La giornata è proseguita con la lezione di Patrizia Lombardi, Professoressa Ordinaria in Valutazione economica dei progetti, Prorettorice del Politecnico di Torino, già Direttorice del Dipartimento Interateneo in Scienza, progetto e Politiche per il Territorio del Politecnico di Torino. Questa lezione è risultata illuminante, accendendo tra le studentesse e gli studenti un interessante dibattito sulla sostenibilità della transizione tecnologica e sugli effetti dirompenti dell’uomo sul pianeta tramite il riscaldamento globale. Importante è stato ripercorrere il significato del progresso e quali armi sono in nostro possesso per fare in modo che questo raggiunga quante più persone possibili, ma in maniera sostenibile. Lo sviluppo sostenibile, la cui principale portavoce è l’Organizzazione delle Nazioni Unite, rappresenta una nuova branca della politica pubblica, ancora in evoluzione in quanto richiede un processo che vada oltre quello classico e tradizionale, che coinvolge esperti e politici: i processi decisionali devono essere collettivi, di modo che siano partecipati e con una base scientifica forte, superando la black box (David Easton, 1965), per giungere ad una “scatola aperta e condivisa”.

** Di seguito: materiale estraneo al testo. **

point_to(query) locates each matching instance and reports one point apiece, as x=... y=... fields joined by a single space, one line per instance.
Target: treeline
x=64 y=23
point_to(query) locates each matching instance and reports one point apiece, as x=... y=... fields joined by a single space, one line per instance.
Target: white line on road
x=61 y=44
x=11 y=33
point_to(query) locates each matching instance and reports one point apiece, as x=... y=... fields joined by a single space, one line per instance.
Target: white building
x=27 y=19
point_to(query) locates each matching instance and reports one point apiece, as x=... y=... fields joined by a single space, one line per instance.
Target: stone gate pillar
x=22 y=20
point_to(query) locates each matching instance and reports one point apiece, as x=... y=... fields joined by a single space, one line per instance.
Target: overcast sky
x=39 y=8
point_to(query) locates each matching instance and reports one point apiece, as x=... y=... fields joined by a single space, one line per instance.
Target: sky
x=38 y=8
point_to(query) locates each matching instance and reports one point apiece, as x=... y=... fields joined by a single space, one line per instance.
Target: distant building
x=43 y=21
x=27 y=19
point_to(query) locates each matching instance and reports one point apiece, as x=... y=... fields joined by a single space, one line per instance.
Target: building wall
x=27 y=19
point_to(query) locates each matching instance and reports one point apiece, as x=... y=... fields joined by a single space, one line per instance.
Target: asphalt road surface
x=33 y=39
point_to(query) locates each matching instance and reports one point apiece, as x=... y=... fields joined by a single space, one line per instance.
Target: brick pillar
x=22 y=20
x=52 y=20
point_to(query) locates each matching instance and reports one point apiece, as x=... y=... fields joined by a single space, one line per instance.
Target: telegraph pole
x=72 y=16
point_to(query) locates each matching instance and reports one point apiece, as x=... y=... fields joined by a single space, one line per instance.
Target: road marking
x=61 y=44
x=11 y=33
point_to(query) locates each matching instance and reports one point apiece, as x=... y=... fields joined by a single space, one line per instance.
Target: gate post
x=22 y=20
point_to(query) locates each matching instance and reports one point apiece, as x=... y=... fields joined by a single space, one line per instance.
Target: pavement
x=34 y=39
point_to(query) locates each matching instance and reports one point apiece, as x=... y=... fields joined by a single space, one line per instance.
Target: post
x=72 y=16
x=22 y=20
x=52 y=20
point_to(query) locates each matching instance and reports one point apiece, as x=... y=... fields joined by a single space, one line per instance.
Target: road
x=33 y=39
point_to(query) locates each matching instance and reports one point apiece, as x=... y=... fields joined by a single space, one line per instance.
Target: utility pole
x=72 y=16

La lezione finale, tenuta dal Dottor Andrea Gavosto, si è incentrata sulla valutazione di impatto delle politiche pubbliche, nonché quella valutazione che parte dai loro risultati, o outcomes. Questa tipologia di valutazione si basa spesso sul metodo sperimentale, che vuole andare ad osservare l’incidenza degli effetti constatati, tramite degli indicatori molto precisi. Nonostante ciò, non si può dimenticare che i dati non sono infallibili: i cambiamenti potrebbero non essere legati alla politica condotta, ma a fattori incidentali che si verificano casualmente nello stesso luogo o a decisioni individuali dei soggetti sottoposti alla politica. Per questo, esistono anche dei metodi comparativi che si basano sulla proiezione di quelle che sarebbero le condizioni dei soggetti, se questi non fossero stati sottoposti alla politica. Qualunque sia il metodo adottato, la chiave per la valutazione di una politica pubblica è la chiarezza negli intenti: deve essere chiaro cosa si vuole monitorare, a vantaggio di quale gruppo sociale, in che modo questo può essere misurato e quali sono gli effetti che la politica dovrebbe produrre. Ma soprattutto, fondamentale è riconoscere la necessità del processo valutativo, senza il quale non saremmo in grado di capire se una data policy aiuti o meno le persone beneficiarie nelle loro opportunità e nel loro benessere, conducendo anche alla diffusione di una politica che risulti particolarmente funzionante (policy transfer).

Queste nozioni rappresentano un sapere trasversale che il corso IMPACT può offrire, con l’intenzione di sviluppare un pensiero critico sul policy-making e il problem-solving. Non vediamo l’ora di vedere dove le prossime lezioni ci porteranno!